AZERBAIJAN DECLARED independence in 1991, and Israel opened its embassy in Baku in 1993. In October last year, former defense minister Benny Gantz officially visited the country, meeting with his counterpart Zakir Hasanov and the president. Shortly after that trip, the decision to open the Azerbaijan Embassy in Tel Aviv was announced, and the embassy is officially opening now.
Why open an embassy now?
According to Mammadov, a lot has changed for Azerbaijan in recent decades. For example, last year, the country signed a memorandum of understanding with Europe for cooperation in the field of energy.
“We’re not only providing Europe with oil and gas, but we recently signed a new MOU for delivering [to] Europe electric energy, so we are also on the green energy track,” Mammadov said.
To date, Azerbaijan supplies Israel with around 65%-70% of its oil needs.
He added that Azerbaijan’s victory against Armenia was also a game changer.
While he could not say why he was chosen to be the first ambassador, Mammadov said he visited Israel five years ago in his previous role as chief of staff of the Education Ministry. Then, he helped spearhead collaboration with Israel in the field of education, including bringing dozens of Azerbaijani teachers to the region to be trained in the STEAM (science, technology, engineering, the arts and math) education approach. Today, the country has around 30 STEAM centers.

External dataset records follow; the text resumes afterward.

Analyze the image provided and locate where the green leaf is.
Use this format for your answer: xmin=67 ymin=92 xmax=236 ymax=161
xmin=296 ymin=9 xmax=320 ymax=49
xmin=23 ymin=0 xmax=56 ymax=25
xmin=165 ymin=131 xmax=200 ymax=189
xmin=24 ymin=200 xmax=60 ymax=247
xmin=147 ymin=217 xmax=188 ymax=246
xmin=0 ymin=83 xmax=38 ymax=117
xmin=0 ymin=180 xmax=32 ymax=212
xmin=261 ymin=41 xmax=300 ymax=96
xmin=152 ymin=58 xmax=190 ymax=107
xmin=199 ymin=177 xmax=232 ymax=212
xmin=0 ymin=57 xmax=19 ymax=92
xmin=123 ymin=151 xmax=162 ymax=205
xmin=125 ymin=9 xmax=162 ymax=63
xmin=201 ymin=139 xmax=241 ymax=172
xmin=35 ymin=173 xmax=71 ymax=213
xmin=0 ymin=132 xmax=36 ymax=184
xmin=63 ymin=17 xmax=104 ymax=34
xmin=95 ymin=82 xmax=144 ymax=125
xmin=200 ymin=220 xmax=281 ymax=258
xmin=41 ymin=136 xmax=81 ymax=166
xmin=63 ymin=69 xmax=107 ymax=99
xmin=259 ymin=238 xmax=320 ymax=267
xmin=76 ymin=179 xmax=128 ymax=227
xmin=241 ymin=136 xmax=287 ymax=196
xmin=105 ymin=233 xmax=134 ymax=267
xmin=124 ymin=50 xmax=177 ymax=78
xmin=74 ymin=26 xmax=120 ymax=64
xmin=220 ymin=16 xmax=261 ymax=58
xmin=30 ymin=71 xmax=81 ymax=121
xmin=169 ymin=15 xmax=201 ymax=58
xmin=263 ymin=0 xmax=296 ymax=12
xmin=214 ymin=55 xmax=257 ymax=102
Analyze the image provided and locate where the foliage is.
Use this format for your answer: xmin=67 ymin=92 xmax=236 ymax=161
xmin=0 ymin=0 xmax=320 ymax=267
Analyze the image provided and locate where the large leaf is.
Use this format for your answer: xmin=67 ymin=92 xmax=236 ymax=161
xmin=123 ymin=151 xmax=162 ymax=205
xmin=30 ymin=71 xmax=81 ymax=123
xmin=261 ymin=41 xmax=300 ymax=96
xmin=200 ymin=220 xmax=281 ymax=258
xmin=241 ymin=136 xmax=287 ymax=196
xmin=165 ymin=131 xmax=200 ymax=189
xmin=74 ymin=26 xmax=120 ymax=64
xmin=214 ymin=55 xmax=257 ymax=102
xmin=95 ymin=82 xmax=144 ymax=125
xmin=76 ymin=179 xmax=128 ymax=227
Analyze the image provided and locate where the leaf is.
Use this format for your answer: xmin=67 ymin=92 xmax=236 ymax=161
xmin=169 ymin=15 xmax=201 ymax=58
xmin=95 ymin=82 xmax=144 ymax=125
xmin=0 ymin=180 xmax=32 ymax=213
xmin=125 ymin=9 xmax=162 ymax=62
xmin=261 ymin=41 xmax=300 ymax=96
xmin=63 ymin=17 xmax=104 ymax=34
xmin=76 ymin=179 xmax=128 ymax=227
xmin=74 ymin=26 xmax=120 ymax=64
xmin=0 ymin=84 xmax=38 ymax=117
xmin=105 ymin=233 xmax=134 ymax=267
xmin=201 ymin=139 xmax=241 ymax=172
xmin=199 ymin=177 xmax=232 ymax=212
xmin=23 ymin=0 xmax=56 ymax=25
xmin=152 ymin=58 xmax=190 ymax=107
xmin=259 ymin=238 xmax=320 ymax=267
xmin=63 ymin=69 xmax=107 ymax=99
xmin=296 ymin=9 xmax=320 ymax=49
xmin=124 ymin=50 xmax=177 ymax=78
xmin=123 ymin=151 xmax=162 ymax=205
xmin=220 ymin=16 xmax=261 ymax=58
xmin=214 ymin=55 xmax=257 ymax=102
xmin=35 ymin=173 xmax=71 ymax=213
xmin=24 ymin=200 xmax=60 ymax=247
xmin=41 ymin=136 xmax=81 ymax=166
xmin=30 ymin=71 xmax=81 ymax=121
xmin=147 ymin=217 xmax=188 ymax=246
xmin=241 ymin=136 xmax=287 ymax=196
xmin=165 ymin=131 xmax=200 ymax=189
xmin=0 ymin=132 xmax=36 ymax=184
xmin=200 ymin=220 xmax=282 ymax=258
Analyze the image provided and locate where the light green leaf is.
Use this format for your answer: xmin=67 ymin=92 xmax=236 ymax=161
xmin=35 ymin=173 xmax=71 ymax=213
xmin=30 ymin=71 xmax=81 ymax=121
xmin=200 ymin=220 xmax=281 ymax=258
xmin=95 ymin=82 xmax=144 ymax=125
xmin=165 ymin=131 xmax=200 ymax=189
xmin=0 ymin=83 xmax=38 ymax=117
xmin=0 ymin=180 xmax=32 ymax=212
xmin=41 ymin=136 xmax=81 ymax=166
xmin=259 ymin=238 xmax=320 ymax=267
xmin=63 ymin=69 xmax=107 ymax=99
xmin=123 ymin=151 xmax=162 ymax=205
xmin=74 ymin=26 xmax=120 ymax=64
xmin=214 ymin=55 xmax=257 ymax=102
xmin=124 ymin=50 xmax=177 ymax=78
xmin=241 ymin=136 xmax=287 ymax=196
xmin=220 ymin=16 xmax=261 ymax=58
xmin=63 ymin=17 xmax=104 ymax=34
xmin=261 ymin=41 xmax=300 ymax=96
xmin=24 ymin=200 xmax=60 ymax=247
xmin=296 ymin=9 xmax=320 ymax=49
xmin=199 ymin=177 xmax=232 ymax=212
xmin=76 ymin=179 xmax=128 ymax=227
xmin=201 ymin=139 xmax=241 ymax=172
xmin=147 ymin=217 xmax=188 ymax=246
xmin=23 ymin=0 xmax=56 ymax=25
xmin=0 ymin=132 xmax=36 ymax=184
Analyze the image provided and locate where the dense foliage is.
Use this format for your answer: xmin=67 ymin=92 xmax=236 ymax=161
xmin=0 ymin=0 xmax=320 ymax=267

“Technology is the future of the economy,” Mammadov said. “We see from Israel, also known as the Start-Up Nation, how important it is to the broader society.”
He noted his involvement with Azerbaijan’s Jewish schools, which serve around 1,450 students, according to the most recent estimates by the World Jewish Congress.
According to Hebrew University demographer Sergio Della Pergola, between 7,800 and 16,000 Jews still live in Azerbaijan.
Mammadov spoke proudly about the local Jewish community, which dates back to the fifth century, and he said it has peacefully coexisted since then. While today Ashkenazi and Georgian Jews are also living in Azerbaijan, the first Jews were known as the “Mountain Jews” because they lived in the country’s extremely remote and mountainous areas. Their neighborhoods have become known as “the Jerusalem of the Caucasus.”
In February, Mammadov visited one of the Jewish day schools and planted trees for Tu Bishvat.
“When I tell Israelis about Jewish kids studying Hebrew in Baku, they get surprised,” he said with a smile. “In Baku, diversity is just our normal way of life.”
Mammadov said he has been greeted in Israel with a “warm welcome by everyone I meet.”
“We don’t consider opening an embassy in Israel an end goal,” he added. “It is just the beginning of the next page. We want the embassy to be an instrument for widening our relations in various fields – especially people-to-people contact.”
The ambassador noted that there are direct flights between Baku and Tel Aviv, and the number is expected to increase soon.
“We will welcome all Israelis and encourage them to visit Azerbaijan,” he said.